The challenge to western religion here, at the ragged end of the twentieth century, is to reformulate our understanding of death and its role in our existence. That reformulation must consist of two elements. The first of these is defined as the affirmation of life. It is the existence of life which makes this planet unique. On this ball, third out from the sun, in an obscure corner of the galaxy, life emerged as part of the evolutionary process of the universe itself. Here, in ways we do not fully understand, a planet came to life and achieved a degree of self-regulation, accomplishing and maintaining the conditions which would allow self-consciousness and self-awareness to emerge. The sun waxed and waned, the ages came and went, and Gaia, the living planet regulated the atmosphere and the temperatures and the oceans and the waters so that life could flourish and continue. And we are part of that unique process--indeed, perhaps, together, we constitute Gaia's organ of self-consciousness. We do not give meaning to life. Life is the meaning. Life is the source of all value and meaning as we know them, and the service of life gives purpose and direction to our existence. We are called into being in order to further life.

Part of the meaning of life is that we do not live forever. There comes a time when life has used us up. And then it is that death comes to release us from the relentless tides of breath and time. And that is the second element in a new religious formulation--that we be reconciled to death, that we be able to affirm death as servant of life. This affirmation does not require that we rush to embrace death. We have function and meaning and purpose within life.

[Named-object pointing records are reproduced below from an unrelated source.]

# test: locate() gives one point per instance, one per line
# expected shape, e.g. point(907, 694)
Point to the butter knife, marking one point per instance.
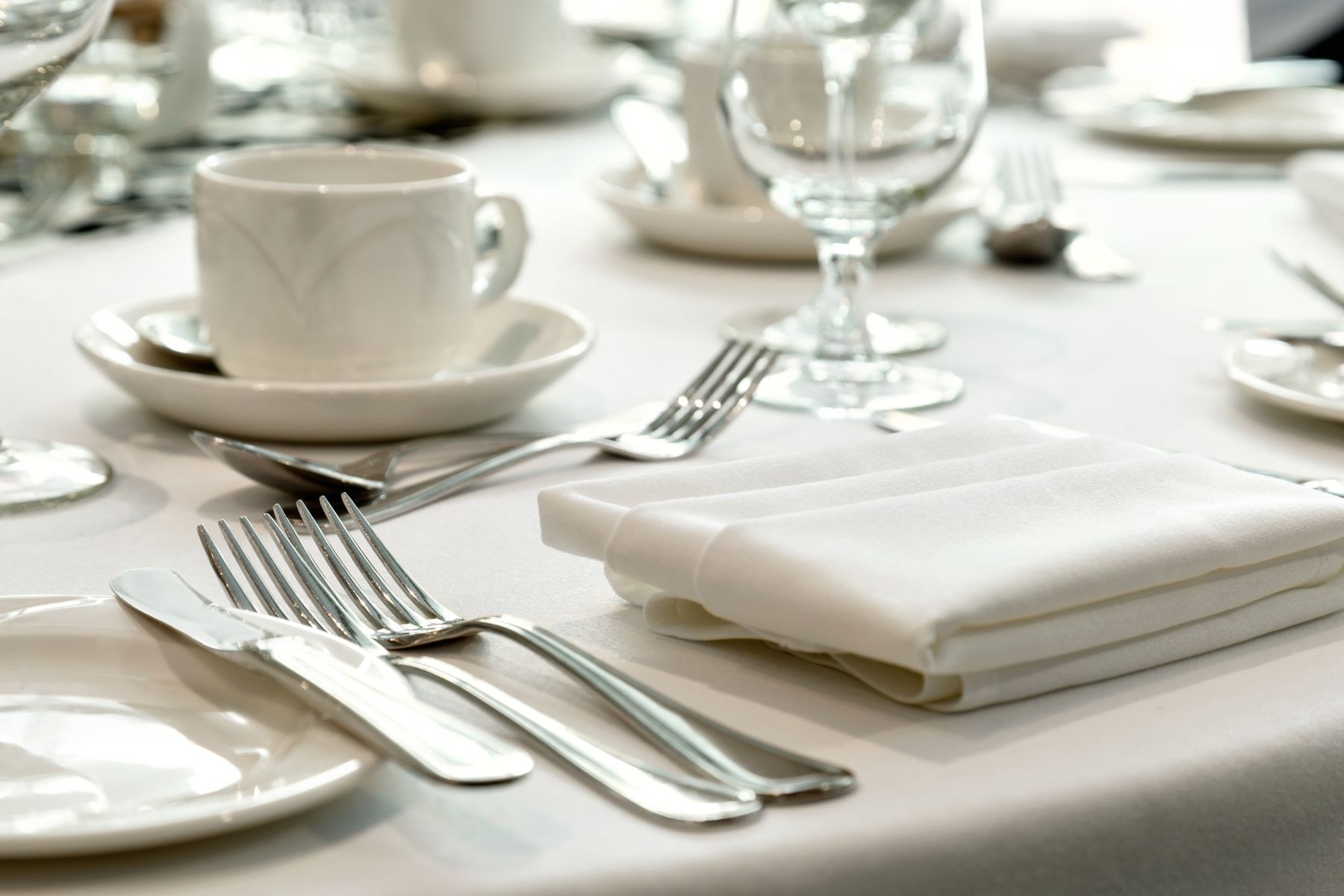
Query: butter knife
point(411, 731)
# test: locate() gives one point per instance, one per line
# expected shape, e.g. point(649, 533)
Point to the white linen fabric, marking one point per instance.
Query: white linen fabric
point(967, 564)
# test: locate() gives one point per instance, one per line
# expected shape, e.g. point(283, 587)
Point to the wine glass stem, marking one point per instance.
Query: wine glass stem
point(846, 272)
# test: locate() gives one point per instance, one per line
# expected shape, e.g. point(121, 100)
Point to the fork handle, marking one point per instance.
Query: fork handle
point(441, 488)
point(712, 747)
point(662, 793)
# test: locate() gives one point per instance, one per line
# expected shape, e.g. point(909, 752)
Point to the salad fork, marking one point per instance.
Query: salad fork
point(687, 423)
point(670, 795)
point(414, 618)
point(1034, 222)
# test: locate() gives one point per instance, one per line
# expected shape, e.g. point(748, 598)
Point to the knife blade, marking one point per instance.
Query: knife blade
point(411, 731)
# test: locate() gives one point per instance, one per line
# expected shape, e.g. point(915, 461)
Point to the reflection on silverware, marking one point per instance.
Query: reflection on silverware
point(370, 474)
point(1031, 222)
point(420, 735)
point(687, 423)
point(367, 615)
point(1323, 332)
point(658, 137)
point(181, 332)
point(1308, 274)
point(709, 746)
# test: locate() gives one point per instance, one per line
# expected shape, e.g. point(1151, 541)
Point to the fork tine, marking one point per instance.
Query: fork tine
point(290, 608)
point(691, 388)
point(697, 408)
point(226, 578)
point(386, 595)
point(370, 608)
point(725, 396)
point(729, 410)
point(409, 585)
point(337, 618)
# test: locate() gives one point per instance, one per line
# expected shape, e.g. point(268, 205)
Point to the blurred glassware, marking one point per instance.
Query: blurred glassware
point(38, 42)
point(850, 113)
point(100, 112)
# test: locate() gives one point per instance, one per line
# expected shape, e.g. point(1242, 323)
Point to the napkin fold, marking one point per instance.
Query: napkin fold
point(967, 564)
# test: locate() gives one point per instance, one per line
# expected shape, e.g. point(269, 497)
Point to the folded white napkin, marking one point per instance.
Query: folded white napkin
point(965, 564)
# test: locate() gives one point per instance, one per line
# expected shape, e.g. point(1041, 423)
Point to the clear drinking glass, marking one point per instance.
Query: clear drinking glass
point(851, 113)
point(38, 40)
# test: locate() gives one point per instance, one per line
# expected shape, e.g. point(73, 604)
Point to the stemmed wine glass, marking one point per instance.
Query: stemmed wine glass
point(851, 113)
point(38, 40)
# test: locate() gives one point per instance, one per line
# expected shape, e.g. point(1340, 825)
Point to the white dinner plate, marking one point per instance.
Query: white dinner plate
point(116, 734)
point(585, 81)
point(1296, 376)
point(1269, 120)
point(517, 348)
point(759, 233)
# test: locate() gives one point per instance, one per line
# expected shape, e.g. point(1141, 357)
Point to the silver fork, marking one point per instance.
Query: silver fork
point(662, 793)
point(1034, 222)
point(690, 421)
point(709, 746)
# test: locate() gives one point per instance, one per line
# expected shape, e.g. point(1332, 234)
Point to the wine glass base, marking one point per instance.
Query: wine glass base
point(40, 474)
point(855, 390)
point(797, 334)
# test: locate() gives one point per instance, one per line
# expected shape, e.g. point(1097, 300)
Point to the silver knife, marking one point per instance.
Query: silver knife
point(411, 731)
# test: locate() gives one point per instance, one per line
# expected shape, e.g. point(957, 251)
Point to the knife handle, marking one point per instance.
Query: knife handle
point(414, 732)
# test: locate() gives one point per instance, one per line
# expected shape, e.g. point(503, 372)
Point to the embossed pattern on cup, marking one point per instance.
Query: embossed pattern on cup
point(342, 262)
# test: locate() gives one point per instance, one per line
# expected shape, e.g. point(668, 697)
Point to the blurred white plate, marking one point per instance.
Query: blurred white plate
point(582, 82)
point(517, 348)
point(1270, 120)
point(759, 233)
point(116, 734)
point(1296, 376)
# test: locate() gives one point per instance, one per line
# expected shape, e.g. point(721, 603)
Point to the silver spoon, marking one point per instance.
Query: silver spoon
point(181, 334)
point(373, 473)
point(656, 134)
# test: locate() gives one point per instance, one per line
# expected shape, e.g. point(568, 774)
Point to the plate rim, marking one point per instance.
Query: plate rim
point(194, 820)
point(87, 329)
point(1276, 394)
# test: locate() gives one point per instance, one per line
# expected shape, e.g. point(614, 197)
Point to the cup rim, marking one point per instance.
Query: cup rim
point(208, 169)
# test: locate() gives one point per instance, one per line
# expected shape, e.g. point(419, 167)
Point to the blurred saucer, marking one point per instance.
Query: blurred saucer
point(517, 348)
point(570, 85)
point(1296, 376)
point(1263, 120)
point(687, 223)
point(116, 734)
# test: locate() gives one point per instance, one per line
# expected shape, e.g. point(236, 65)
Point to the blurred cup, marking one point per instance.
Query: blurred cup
point(347, 262)
point(437, 40)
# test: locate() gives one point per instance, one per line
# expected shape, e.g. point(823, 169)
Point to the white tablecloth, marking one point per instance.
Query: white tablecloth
point(1222, 774)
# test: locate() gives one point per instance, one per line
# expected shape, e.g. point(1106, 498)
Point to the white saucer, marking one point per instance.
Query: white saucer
point(1270, 120)
point(1296, 376)
point(759, 233)
point(585, 81)
point(117, 734)
point(517, 348)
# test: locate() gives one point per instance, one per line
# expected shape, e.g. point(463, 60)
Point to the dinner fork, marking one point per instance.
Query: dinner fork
point(1034, 222)
point(698, 414)
point(414, 618)
point(671, 795)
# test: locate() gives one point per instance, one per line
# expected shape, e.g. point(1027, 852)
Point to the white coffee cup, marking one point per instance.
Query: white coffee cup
point(347, 262)
point(709, 152)
point(440, 38)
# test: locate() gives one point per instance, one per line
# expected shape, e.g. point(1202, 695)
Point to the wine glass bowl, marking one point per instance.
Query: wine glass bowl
point(850, 114)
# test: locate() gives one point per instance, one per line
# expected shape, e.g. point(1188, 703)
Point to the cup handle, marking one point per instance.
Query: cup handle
point(500, 240)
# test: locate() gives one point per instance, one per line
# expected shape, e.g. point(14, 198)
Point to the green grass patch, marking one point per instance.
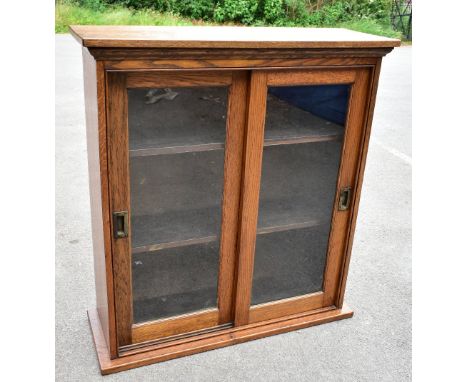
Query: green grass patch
point(70, 14)
point(372, 27)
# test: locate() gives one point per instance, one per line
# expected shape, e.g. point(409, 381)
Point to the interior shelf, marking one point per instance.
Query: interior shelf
point(184, 280)
point(182, 207)
point(186, 132)
point(190, 227)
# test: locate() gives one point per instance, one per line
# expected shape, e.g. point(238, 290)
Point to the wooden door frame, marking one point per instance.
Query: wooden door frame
point(359, 78)
point(117, 83)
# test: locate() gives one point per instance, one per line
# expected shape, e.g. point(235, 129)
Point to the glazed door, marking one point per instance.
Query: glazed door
point(302, 154)
point(175, 143)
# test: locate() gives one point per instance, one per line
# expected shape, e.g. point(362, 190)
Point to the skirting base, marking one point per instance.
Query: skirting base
point(204, 342)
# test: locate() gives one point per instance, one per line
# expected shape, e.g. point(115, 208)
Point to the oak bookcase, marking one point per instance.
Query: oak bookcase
point(225, 168)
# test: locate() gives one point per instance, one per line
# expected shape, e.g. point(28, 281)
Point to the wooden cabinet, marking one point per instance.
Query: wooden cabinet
point(225, 171)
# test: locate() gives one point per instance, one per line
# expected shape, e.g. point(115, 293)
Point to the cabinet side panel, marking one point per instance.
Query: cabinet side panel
point(94, 87)
point(360, 176)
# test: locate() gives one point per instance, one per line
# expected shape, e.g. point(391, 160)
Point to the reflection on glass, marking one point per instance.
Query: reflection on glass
point(304, 131)
point(176, 141)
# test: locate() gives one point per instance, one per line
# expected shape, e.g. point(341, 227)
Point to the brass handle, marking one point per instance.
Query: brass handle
point(345, 199)
point(120, 220)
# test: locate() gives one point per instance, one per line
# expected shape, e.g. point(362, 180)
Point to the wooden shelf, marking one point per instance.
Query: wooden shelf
point(177, 230)
point(148, 136)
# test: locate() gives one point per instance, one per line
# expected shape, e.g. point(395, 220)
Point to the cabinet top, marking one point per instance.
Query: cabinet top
point(225, 37)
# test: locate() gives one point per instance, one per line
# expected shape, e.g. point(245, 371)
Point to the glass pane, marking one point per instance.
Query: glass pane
point(304, 132)
point(176, 139)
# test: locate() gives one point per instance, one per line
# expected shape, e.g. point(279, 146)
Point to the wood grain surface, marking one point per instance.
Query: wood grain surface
point(118, 36)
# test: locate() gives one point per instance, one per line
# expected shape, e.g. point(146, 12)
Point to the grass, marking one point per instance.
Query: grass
point(72, 14)
point(69, 14)
point(372, 27)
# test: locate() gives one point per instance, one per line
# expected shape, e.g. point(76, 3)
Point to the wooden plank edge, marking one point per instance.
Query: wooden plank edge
point(225, 338)
point(75, 34)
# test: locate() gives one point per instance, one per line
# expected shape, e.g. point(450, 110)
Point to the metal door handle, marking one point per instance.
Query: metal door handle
point(345, 199)
point(120, 220)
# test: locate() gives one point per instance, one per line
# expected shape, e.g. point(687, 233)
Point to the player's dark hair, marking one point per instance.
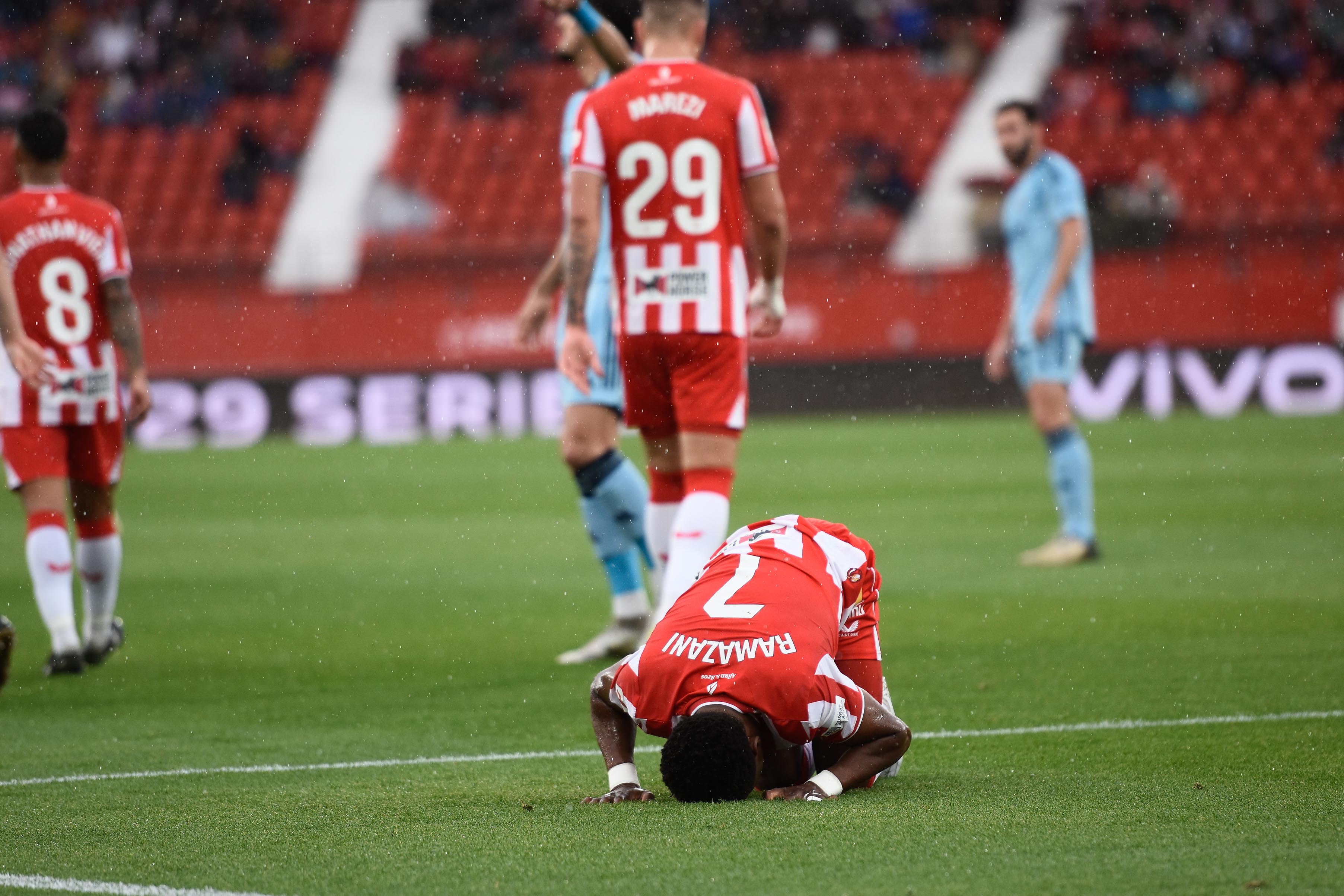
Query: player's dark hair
point(1030, 111)
point(709, 759)
point(671, 11)
point(44, 135)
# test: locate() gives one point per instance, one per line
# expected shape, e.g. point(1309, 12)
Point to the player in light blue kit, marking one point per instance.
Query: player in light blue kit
point(1050, 319)
point(613, 494)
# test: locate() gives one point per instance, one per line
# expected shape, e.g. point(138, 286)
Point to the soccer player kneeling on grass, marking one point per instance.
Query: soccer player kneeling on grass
point(765, 675)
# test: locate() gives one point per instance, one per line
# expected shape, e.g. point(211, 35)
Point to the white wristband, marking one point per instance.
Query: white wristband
point(830, 785)
point(623, 774)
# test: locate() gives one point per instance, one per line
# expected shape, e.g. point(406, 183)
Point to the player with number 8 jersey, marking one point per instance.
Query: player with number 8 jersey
point(689, 162)
point(765, 673)
point(64, 437)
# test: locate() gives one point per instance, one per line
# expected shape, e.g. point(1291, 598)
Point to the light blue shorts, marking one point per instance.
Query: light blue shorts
point(608, 390)
point(1054, 360)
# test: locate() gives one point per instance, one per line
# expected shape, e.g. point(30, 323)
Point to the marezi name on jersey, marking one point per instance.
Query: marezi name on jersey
point(725, 652)
point(667, 104)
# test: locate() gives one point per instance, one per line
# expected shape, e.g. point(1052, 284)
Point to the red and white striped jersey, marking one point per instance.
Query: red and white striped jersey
point(675, 140)
point(61, 248)
point(760, 632)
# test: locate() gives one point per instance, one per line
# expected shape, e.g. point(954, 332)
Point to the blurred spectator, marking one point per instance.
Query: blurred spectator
point(241, 178)
point(1181, 57)
point(878, 181)
point(1139, 213)
point(163, 62)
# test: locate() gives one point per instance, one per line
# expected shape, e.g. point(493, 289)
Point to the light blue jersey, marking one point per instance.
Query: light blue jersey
point(608, 390)
point(1045, 197)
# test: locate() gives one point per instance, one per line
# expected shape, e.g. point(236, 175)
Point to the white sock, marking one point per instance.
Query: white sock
point(701, 526)
point(632, 605)
point(658, 535)
point(100, 571)
point(48, 550)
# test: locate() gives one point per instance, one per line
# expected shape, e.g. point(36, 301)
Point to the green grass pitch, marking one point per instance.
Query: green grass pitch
point(299, 606)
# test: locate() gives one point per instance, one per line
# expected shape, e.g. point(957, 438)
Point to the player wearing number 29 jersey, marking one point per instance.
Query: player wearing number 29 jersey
point(689, 163)
point(64, 437)
point(674, 140)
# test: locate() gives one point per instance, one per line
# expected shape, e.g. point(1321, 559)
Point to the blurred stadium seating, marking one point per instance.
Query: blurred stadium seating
point(163, 163)
point(1233, 111)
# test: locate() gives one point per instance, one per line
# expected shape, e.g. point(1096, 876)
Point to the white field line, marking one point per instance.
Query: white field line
point(1117, 724)
point(73, 886)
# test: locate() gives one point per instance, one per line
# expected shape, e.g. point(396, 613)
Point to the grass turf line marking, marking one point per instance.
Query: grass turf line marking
point(73, 886)
point(1119, 724)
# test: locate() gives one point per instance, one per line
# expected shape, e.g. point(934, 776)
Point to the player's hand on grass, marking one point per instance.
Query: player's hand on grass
point(808, 793)
point(140, 398)
point(767, 307)
point(29, 360)
point(1045, 320)
point(623, 794)
point(996, 360)
point(531, 319)
point(579, 357)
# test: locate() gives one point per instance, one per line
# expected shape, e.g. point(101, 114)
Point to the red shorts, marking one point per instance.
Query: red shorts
point(685, 383)
point(83, 453)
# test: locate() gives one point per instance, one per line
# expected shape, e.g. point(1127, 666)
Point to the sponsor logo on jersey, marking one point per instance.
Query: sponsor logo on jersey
point(92, 385)
point(53, 232)
point(850, 621)
point(675, 284)
point(667, 104)
point(725, 652)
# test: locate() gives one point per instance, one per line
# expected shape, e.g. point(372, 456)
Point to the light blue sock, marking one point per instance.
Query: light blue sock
point(1070, 475)
point(615, 496)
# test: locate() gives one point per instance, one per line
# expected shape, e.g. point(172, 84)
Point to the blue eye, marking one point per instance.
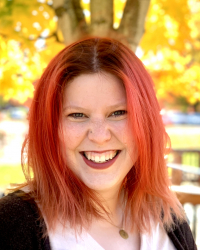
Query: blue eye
point(119, 113)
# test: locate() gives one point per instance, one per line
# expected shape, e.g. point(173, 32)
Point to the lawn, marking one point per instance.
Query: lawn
point(182, 137)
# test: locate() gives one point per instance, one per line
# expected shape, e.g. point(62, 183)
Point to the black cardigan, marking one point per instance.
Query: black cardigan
point(20, 228)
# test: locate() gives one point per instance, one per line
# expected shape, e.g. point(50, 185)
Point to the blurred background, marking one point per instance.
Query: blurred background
point(165, 35)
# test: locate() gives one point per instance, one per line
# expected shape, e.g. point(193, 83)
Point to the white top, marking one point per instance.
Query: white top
point(66, 240)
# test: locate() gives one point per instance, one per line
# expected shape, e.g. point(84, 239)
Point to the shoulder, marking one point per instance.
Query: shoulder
point(181, 236)
point(19, 222)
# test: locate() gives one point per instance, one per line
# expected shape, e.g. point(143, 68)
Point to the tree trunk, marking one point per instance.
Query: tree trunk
point(133, 20)
point(71, 20)
point(101, 17)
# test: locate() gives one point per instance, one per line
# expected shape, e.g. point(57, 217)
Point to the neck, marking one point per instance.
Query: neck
point(112, 202)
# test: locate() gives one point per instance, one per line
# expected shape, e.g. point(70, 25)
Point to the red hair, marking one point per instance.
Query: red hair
point(58, 190)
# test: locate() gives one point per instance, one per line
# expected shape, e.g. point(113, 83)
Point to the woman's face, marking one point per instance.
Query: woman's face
point(97, 140)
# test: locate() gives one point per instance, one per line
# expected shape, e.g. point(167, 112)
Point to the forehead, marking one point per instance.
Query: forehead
point(94, 90)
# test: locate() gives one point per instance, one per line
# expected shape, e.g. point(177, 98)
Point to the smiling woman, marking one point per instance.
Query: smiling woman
point(94, 159)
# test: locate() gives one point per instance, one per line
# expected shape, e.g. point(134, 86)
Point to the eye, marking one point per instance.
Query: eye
point(77, 115)
point(119, 113)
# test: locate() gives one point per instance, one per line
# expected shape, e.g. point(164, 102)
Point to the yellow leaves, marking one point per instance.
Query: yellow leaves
point(118, 12)
point(170, 45)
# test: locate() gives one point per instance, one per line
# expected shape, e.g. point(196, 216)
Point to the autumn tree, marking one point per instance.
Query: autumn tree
point(171, 50)
point(40, 28)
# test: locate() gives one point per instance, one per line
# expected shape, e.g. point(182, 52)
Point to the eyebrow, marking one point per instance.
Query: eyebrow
point(74, 107)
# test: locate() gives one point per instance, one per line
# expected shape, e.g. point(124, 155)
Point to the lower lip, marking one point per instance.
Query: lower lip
point(104, 165)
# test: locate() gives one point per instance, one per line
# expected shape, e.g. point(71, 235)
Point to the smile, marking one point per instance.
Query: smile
point(100, 157)
point(101, 160)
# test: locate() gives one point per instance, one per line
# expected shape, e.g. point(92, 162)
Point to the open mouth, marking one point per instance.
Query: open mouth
point(100, 157)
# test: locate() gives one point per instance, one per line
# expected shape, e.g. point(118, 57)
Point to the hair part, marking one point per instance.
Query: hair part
point(60, 193)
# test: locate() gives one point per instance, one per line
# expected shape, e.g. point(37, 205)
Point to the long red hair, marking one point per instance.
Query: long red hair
point(58, 190)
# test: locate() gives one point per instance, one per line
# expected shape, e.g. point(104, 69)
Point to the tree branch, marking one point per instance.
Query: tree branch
point(133, 20)
point(80, 17)
point(67, 20)
point(101, 17)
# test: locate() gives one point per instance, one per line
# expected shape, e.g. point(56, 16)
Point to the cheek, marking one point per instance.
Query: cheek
point(72, 134)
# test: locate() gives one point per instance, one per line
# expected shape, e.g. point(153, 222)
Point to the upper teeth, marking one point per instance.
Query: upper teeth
point(100, 157)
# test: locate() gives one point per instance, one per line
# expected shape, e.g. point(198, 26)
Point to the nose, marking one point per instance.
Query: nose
point(99, 132)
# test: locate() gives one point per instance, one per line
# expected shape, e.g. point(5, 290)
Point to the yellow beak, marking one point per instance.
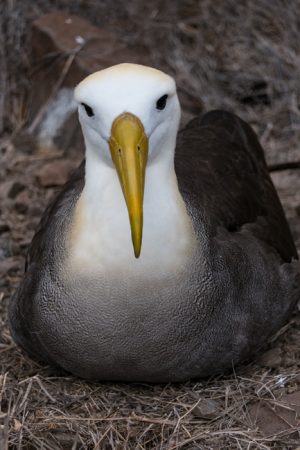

We are called to live out our lives to the fullest. But when, because of age or accident or circumstance, that function and meaning and purpose have ended, the coming of death is neither failure, nor punishment. It is an appropriate moment for sadness and sorrow, for, indeed, a unique and never to be repeated journey is ended. And the loss of those we have loved leaves us wounded and lessened and we grieve for what once was and is no more, for what might have been and will never be. And that is right and that is proper for inescapably we are touched and changed by all we have loved and could not save. But in another sense, death means a return to the larger processes of a living evolving planet which called us into being, which lived through our lives, and which receives us back to herself in the end. Death is completion; a part of the life process without which life could not exist. Therefore, in affirming life, in celebrating life, in serving life we accept death and seek ways to live richly with its dark realities.

Last Monday the earth thoughtlessly shifted, and some life journey's ended abruptly. Others found themselves confronted with profound and unexpected challenges and will now have to decide how to respond to a reality for which they were not prepared. For them, the world will never be the same again. It is right that we should mourn the dead, that we should seek to aid the living, and guard them as well as we can from the vicissitudes of existence. It is appropriate that we should reflect upon the fragility and uncertainty of our existence. But it is important that we remember that they and we, living and dead and not yet come to birth, are all part of a larger implicate order of richly layered meaning, the processes by which the planet lives and evolves. The meaning of our lives is found in our relationships--to our history, to each other, to our destiny, to the larger reality in which we live and move and have our being. Death does not destroy the meaning or the relationship. Rather, death returns us to the source.